Cambodia is actively pursuing safer and cleaner used vehicles to combat air pollution. The Ministry of Environment (MoE), in collaboration with the United Nations Environment Programme (UNEP) and the United Nations Economic Commission for Europe (UNECE), is spearheading efforts to achieve this goal by launching the Euro 6/VI roadmap. 

During the Cambodia Clean Air and Sustainable Transport Workshop in Phnom Penh in March 2024, His Excellency Pak Sokharavuth, MoE Under Secretary of State, pledged to implement Euro 6/VI standards by 2030 as part of the Clean Air Plan of Cambodia (CAPC). The CAPC, Cambodia's national strategy for combating air pollution, was published in November 2021. 

His Excellency Pak Sokharavuth reaffirmed the MoE's dedication to collaborating with various ministries and non-governmental organizations to implement the CAPC. "The government is utilizing the Pentagonal Strategy in the development of public, economic, financial, human, and social capital sectors to implement the CAPC," added His Excellency. 

Alliances for Safer and Cleaner Used Vehicles 

At the workshop, Mr. Herbert Fabian, coordinator of the Secretariat for the Acid Deposition Monitoring Network in East Asia (EANET), outlined the objectives of the UNEP Used Vehicles Programme, emphasizing international cooperation to promote more stringent vehicle emission standards.  

He highlighted the role of UNEP in the global phaseout of lead in gasoline and stressed the importance of collaboration in removing dirty vehicles and fuels from the market. He further explained how the reduction of sulphur in fuels helped reduce acid rain while pointing out that health risk contributors such as particulate matter (PM) and Nitrogen oxides (NOx) remain. He emphasized the need for better emission standards to reduce vehicular PM and NOx emissions. 
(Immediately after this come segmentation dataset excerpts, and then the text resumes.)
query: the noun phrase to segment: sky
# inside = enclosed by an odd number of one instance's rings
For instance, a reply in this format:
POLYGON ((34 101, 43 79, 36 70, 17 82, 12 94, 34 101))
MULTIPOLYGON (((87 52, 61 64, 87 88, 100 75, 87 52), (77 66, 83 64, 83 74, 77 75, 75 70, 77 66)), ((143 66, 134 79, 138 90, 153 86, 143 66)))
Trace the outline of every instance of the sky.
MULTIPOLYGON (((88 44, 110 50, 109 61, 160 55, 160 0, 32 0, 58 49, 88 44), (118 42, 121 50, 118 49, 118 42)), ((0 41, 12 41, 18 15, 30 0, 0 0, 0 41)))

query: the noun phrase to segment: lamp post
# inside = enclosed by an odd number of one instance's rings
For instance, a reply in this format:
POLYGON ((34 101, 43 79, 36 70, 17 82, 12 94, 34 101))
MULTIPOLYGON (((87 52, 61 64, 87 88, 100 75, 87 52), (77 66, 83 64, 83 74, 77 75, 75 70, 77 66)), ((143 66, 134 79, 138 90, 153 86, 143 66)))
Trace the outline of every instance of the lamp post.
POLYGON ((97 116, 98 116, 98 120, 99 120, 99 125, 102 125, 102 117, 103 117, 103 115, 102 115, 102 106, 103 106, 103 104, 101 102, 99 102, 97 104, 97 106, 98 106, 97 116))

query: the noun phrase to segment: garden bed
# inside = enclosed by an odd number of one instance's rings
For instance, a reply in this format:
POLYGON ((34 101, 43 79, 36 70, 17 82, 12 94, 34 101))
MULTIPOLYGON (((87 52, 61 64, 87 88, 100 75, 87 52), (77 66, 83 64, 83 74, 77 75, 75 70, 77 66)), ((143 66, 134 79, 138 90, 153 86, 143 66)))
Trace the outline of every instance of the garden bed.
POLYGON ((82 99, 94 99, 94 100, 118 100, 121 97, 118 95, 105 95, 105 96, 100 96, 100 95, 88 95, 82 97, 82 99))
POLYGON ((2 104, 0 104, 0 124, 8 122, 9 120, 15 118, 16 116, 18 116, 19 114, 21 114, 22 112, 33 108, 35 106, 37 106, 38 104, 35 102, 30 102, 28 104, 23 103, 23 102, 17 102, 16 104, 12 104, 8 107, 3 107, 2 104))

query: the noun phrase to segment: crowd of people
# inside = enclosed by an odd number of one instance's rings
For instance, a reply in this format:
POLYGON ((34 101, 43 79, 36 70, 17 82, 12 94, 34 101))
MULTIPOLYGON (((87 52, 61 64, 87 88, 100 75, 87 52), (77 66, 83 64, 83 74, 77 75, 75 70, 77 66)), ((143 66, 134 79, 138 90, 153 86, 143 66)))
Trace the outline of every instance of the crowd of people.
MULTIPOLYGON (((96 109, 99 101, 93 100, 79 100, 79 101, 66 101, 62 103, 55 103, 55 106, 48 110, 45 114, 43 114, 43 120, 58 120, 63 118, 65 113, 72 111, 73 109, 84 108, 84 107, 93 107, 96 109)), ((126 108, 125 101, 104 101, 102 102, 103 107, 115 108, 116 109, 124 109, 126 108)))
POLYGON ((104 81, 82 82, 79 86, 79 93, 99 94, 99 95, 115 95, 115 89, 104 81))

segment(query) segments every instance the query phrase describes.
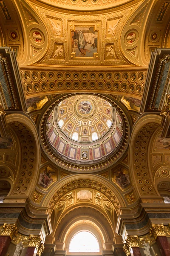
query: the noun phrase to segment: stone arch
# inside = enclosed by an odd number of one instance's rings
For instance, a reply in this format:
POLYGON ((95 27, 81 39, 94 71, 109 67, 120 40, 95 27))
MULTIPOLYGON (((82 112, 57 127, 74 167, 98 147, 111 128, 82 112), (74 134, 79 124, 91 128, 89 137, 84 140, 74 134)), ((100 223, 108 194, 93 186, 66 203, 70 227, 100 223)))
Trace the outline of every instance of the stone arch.
POLYGON ((112 244, 114 233, 107 219, 99 210, 88 206, 72 209, 65 215, 54 232, 55 241, 64 243, 70 227, 75 222, 83 220, 94 223, 100 230, 105 244, 112 244))
POLYGON ((21 152, 16 178, 8 196, 30 197, 37 179, 40 161, 40 146, 36 128, 26 114, 10 114, 6 119, 8 126, 17 134, 21 152))
POLYGON ((105 240, 102 231, 94 222, 91 221, 82 220, 80 222, 79 221, 74 222, 72 226, 74 226, 73 228, 71 228, 71 226, 70 227, 68 232, 66 232, 64 240, 64 249, 67 252, 69 252, 69 247, 70 242, 76 233, 84 230, 89 231, 96 237, 99 242, 100 248, 99 252, 100 253, 102 250, 105 249, 104 247, 104 244, 105 244, 105 240))
POLYGON ((88 189, 91 188, 99 192, 102 192, 112 203, 117 212, 121 207, 124 207, 126 205, 125 199, 118 189, 115 187, 115 185, 110 184, 110 188, 109 189, 108 183, 104 178, 97 177, 93 175, 84 174, 80 176, 79 174, 75 175, 70 177, 69 180, 68 179, 66 183, 64 180, 60 183, 60 186, 57 184, 53 186, 53 189, 46 195, 42 204, 42 206, 48 207, 51 213, 55 205, 60 201, 62 196, 78 188, 88 188, 88 189))
POLYGON ((149 162, 151 138, 161 122, 159 116, 144 114, 136 122, 132 133, 129 149, 130 173, 138 197, 159 195, 149 162))

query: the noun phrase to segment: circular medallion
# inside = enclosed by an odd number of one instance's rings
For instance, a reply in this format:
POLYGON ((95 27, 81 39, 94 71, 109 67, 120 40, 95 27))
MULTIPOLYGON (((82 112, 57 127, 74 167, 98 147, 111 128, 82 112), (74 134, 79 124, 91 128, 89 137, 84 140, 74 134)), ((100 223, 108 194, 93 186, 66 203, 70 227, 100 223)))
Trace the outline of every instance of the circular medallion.
POLYGON ((94 114, 95 110, 93 101, 88 99, 83 98, 77 101, 74 109, 78 116, 84 119, 89 118, 90 116, 94 114))

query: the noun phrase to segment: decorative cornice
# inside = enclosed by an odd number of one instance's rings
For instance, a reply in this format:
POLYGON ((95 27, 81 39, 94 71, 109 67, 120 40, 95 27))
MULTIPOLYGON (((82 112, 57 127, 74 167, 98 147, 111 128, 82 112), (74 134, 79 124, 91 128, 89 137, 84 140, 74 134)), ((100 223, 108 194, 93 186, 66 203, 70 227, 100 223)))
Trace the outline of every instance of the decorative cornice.
POLYGON ((4 223, 1 230, 1 236, 9 236, 12 239, 17 233, 17 228, 16 224, 8 224, 4 223))
POLYGON ((153 234, 155 240, 158 236, 166 236, 166 229, 163 224, 153 224, 150 228, 150 232, 153 234))

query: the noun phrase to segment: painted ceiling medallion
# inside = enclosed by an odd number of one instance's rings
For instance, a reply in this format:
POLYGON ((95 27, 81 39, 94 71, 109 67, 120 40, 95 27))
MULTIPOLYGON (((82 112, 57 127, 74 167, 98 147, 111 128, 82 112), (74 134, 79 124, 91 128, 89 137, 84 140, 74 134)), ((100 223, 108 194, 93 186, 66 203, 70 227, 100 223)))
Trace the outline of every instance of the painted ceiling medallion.
POLYGON ((65 135, 72 140, 90 142, 101 138, 111 128, 114 112, 111 104, 97 96, 73 96, 57 107, 56 119, 65 135))
POLYGON ((128 145, 128 125, 124 112, 112 100, 99 95, 58 99, 44 113, 40 129, 47 156, 76 172, 105 169, 118 160, 128 145))

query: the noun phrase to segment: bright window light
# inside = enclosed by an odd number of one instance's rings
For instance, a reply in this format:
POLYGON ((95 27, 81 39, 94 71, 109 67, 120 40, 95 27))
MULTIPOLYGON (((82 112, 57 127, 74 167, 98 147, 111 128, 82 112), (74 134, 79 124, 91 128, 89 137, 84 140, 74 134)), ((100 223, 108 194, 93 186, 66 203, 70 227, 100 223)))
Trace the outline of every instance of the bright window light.
POLYGON ((0 196, 0 204, 1 203, 3 203, 3 200, 4 199, 4 197, 5 197, 4 195, 1 195, 1 196, 0 196))
POLYGON ((64 124, 64 121, 62 119, 61 119, 59 122, 59 126, 61 128, 64 124))
POLYGON ((79 137, 79 134, 77 132, 74 132, 72 137, 73 140, 78 140, 78 137, 79 137))
POLYGON ((107 122, 106 122, 106 124, 108 125, 108 127, 109 128, 110 128, 110 127, 111 125, 111 122, 110 120, 107 120, 107 122))
POLYGON ((168 196, 163 196, 164 203, 165 204, 170 204, 170 198, 168 196))
POLYGON ((72 238, 70 244, 69 251, 74 253, 99 252, 99 243, 91 233, 88 231, 81 231, 72 238))
POLYGON ((96 132, 93 132, 91 136, 92 137, 92 140, 95 140, 98 138, 98 137, 96 132))

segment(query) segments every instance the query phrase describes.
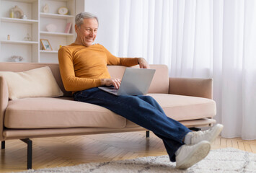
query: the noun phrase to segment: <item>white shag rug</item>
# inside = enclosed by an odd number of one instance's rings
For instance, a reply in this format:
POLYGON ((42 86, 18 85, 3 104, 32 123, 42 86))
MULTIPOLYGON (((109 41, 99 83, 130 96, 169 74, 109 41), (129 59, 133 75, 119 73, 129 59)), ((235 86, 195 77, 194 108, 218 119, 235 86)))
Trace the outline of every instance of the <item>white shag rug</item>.
POLYGON ((186 170, 176 169, 175 163, 170 162, 168 156, 166 155, 89 163, 74 167, 32 169, 23 172, 256 173, 256 154, 232 148, 211 150, 203 160, 186 170))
Better vehicle emission standards, such as Euro VI, place stricter limits on the amount of PM and NOx from vehicle exhaust emissions. However, these require cleaner fuels, those with 10 parts per million (ppm) or lower sulphur, and periodic maintenance and inspection to ensure that the limits are not exceeded.  

Periodic maintenance and inspection are particularly important, as Ms. June Yeonju Jeong, Programme Management Officer for the Sustainable Mobility Unit Economy Division of UNEP, identified Cambodia as one of the top importers of used vehicles. Thus, Mr. Walter Nissler, Chief of Section for the Sustainable Transport Division of the UNECE, stressed the need for shared responsibility for safer and cleaner used vehicles. 
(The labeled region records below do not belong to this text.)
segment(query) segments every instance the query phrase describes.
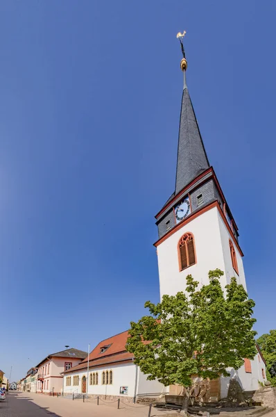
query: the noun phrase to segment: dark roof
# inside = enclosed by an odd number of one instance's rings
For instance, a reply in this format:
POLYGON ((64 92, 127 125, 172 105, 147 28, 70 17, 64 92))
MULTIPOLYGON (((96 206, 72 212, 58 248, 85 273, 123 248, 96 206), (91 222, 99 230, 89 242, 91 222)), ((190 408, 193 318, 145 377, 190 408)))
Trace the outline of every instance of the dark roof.
POLYGON ((46 357, 42 361, 41 361, 37 366, 37 368, 41 363, 44 362, 49 358, 51 357, 61 357, 61 358, 78 358, 79 359, 84 359, 87 357, 87 352, 84 352, 83 350, 79 350, 78 349, 74 349, 74 348, 70 348, 69 349, 66 349, 65 350, 61 350, 60 352, 56 352, 55 353, 51 353, 46 357))
POLYGON ((62 358, 80 358, 83 359, 87 357, 87 352, 84 352, 83 350, 78 350, 78 349, 74 349, 72 348, 71 349, 67 349, 65 350, 62 350, 61 352, 57 352, 56 353, 51 353, 48 355, 49 357, 60 357, 62 358))
MULTIPOLYGON (((89 368, 132 360, 133 354, 126 350, 126 343, 129 336, 128 330, 126 330, 98 343, 89 354, 89 368), (104 350, 103 352, 101 351, 102 348, 104 350)), ((69 373, 87 368, 87 354, 86 357, 81 363, 63 373, 69 373)))
POLYGON ((179 126, 175 195, 209 166, 185 83, 179 126))

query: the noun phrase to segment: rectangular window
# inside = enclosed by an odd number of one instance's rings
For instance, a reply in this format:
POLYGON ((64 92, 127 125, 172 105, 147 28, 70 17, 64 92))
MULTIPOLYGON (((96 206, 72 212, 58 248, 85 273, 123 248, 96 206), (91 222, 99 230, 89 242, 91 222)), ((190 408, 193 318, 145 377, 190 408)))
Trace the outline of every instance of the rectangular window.
POLYGON ((72 362, 65 362, 64 363, 64 370, 68 370, 71 369, 72 367, 72 362))
POLYGON ((78 385, 78 375, 73 377, 73 385, 78 385))
POLYGON ((203 202, 203 197, 202 197, 202 194, 200 194, 199 195, 197 196, 197 197, 196 197, 196 202, 197 202, 198 206, 200 206, 200 204, 202 204, 202 202, 203 202))
POLYGON ((250 359, 244 359, 244 368, 246 373, 252 373, 250 359))

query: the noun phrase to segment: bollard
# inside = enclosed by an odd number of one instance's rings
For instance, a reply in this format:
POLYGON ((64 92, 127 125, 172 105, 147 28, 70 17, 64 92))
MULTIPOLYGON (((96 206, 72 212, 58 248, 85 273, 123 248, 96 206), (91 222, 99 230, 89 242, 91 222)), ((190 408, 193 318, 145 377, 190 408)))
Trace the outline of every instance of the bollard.
POLYGON ((150 417, 150 414, 151 414, 151 407, 153 407, 152 404, 150 404, 150 407, 148 409, 148 417, 150 417))

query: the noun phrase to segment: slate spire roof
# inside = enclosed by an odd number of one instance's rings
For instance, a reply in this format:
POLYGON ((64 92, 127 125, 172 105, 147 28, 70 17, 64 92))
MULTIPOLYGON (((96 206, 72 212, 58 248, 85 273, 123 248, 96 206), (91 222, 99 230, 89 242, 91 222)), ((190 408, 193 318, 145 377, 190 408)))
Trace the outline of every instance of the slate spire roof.
POLYGON ((175 195, 210 166, 183 72, 175 195))

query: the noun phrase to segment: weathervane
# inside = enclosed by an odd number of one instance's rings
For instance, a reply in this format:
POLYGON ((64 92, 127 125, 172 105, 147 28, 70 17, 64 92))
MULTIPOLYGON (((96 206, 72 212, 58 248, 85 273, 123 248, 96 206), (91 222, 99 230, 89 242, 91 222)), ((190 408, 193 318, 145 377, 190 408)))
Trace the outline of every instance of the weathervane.
POLYGON ((184 31, 183 33, 181 33, 181 32, 178 32, 178 33, 176 35, 176 38, 178 39, 179 39, 179 40, 180 42, 181 51, 182 51, 182 55, 183 55, 183 58, 180 63, 180 67, 181 67, 181 70, 182 71, 186 71, 187 67, 187 62, 186 60, 186 56, 185 56, 185 49, 184 49, 184 45, 183 45, 183 38, 185 36, 185 35, 186 35, 186 31, 184 31))

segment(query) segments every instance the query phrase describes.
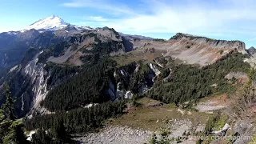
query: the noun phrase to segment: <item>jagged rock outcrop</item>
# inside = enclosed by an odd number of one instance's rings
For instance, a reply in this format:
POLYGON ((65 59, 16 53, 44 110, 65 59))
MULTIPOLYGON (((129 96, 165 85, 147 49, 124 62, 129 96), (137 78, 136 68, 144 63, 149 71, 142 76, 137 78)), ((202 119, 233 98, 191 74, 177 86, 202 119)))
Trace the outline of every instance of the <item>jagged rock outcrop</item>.
POLYGON ((138 50, 154 49, 163 56, 171 56, 183 61, 183 63, 200 66, 213 63, 234 50, 247 54, 245 43, 240 41, 216 40, 182 33, 178 33, 168 41, 138 39, 131 42, 138 50))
To promote safer and cleaner used vehicles, Cambodia MoE, UNEP, UNECE, and the International Motor Vehicle Inspection Committee (CITA) are implementing the Cleaner and Safer Used Vehicles project. This initiative aims to introduce minimum safety and environmental standards and advocate for their adoption in Cambodia.
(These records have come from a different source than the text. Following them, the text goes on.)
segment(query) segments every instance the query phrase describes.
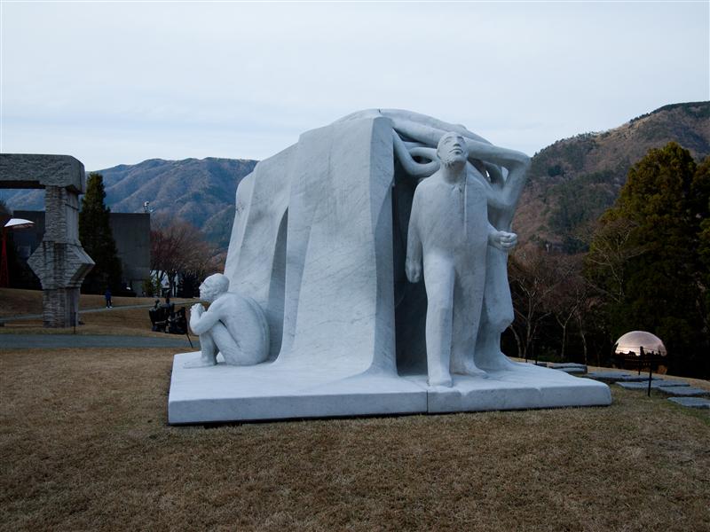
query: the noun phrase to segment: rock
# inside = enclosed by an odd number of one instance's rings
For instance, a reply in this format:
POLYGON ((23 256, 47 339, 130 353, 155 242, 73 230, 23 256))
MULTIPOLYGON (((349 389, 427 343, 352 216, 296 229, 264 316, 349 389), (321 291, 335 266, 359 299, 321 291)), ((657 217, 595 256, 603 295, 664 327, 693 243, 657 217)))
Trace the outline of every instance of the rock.
POLYGON ((681 406, 688 408, 706 408, 710 409, 710 400, 701 397, 668 397, 668 401, 673 401, 681 406))
MULTIPOLYGON (((604 382, 638 382, 642 380, 648 382, 649 380, 648 373, 645 375, 643 373, 638 375, 636 373, 627 373, 625 372, 592 372, 591 373, 587 373, 587 377, 604 382)), ((659 377, 653 376, 654 380, 658 380, 659 379, 659 377)))

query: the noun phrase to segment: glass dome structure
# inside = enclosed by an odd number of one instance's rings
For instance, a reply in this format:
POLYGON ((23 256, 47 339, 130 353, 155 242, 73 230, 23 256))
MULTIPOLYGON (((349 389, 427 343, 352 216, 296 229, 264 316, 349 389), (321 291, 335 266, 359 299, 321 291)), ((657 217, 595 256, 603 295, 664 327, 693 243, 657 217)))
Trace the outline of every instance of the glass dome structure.
POLYGON ((645 331, 631 331, 616 340, 614 353, 618 355, 633 353, 641 356, 641 348, 646 355, 659 355, 666 356, 666 346, 661 340, 655 334, 645 331))

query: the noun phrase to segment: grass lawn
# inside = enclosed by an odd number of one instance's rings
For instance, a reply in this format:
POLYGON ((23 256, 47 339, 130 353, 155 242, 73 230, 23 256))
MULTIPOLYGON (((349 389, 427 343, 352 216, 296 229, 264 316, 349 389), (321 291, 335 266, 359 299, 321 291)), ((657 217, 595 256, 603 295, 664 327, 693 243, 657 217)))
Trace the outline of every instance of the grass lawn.
MULTIPOLYGON (((161 301, 163 301, 161 299, 161 301)), ((176 309, 182 306, 189 308, 197 300, 174 299, 176 309)), ((101 312, 82 312, 83 325, 76 327, 77 334, 130 334, 138 336, 162 336, 164 332, 151 331, 148 309, 122 309, 134 305, 153 305, 153 297, 114 297, 114 309, 101 312)), ((79 299, 79 309, 102 309, 106 306, 103 295, 83 293, 79 299)), ((42 314, 42 291, 0 288, 0 317, 26 314, 42 314)), ((42 318, 18 320, 0 327, 2 333, 26 334, 72 334, 73 328, 44 329, 42 318)), ((0 341, 0 345, 2 342, 0 341)))
MULTIPOLYGON (((136 334, 145 313, 84 316, 136 334)), ((173 354, 0 348, 0 530, 710 530, 710 411, 656 391, 171 427, 173 354)))

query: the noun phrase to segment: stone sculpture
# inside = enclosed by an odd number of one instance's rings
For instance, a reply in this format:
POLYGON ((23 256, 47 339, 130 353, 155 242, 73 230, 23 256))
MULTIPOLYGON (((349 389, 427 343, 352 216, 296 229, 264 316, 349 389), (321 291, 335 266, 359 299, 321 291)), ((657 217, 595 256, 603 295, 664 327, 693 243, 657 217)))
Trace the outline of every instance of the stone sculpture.
POLYGON ((263 310, 268 355, 239 367, 177 355, 170 422, 608 404, 603 383, 501 352, 529 164, 463 126, 388 109, 306 131, 259 162, 237 189, 225 276, 228 294, 263 310), (464 212, 441 200, 444 185, 464 212), (425 279, 410 283, 418 241, 425 279), (428 327, 430 302, 445 312, 428 327))
POLYGON ((205 310, 201 303, 193 305, 190 327, 200 335, 199 360, 186 368, 215 365, 222 354, 231 365, 253 365, 269 354, 269 328, 254 300, 228 292, 229 280, 221 273, 207 278, 200 286, 200 298, 211 304, 205 310))
POLYGON ((466 171, 469 150, 458 133, 442 136, 441 166, 419 184, 409 219, 406 276, 420 280, 423 259, 427 292, 426 349, 429 383, 450 387, 449 371, 485 375, 474 362, 484 287, 486 247, 507 251, 515 233, 488 222, 485 191, 466 171))

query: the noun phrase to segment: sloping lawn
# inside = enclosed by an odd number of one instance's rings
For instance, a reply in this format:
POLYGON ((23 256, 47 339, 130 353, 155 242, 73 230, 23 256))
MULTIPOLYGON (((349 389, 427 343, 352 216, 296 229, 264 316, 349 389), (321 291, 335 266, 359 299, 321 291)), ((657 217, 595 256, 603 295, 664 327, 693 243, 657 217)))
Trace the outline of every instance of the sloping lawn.
POLYGON ((0 349, 4 530, 708 530, 710 413, 171 427, 169 349, 0 349))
Setting the standards for a better tomorrow 

"The UN strives to continue with the downward trend of vehicle deaths and injuries," noted Mr. Nissler while highlighting UNECE's role in implementing the Safer and Cleaner Used Vehicles programme that ensures vehicles comply with the international safety standards throughout their lifetime.  

This programme includes mandatory certification, registration, and enforcement of regulations for the export and import of used vehicles. 

Safer and cleaner used vehicles necessitate shared responsibility among exporters, carriers, and importers to prevent the trade of end-of-life vehicles that fail to meet roadworthiness and emission standards. This entails inspections at entry and exit points as a shared responsibility between exporters and importers, as proper documentation of used vehicle conditions is shared to stop shipping waste from developed nations. 

Aside from standards, the workshop also discussed the best practices and technologies that support vehicle inspections and fuel quality monitoring. Dr. Raymund Abad, Sustainable Transport Lead of Clean Air Asia, delivered a presentation on practical monitoring of vehicle emissions, while Mr. Myron Alcanzare, Senior Sustainable Transport Researcher of Clean Air Asia, presented fuel quality monitoring practices and policies, particularly the need to use chemical markers to combat fuel adulteration, which results in lower government fuel tax collections. 

Participants from the Ministry of Mines and Energy, Ministry of Economy and Finance, Ministry of Commerce, Ministry of Industry, Science, Technology and Innovation, and Ministry of Public Works and Transport discussed potential challenges and needs to implement Euro 6/VI, particularly the concerns for Euro 5/V and 6/VI used vehicle supply, clean fuel costs and capacity-building needs. Mr. Fabian and Mr. Nissler provided inputs that helped address these concerns and committed support from UNEP and UNECE in the push for Euro 6/VI standards. 

Mr. Ke Vongwattana, Deputy Director General for the General Directorate of Environmental Protection of the Cambodia MoE, closed the workshop with the message, “Proper implementation of Euro 6/VI would need a multistakeholder approach and consider all the necessary factors so that these will be implemented in 2030.”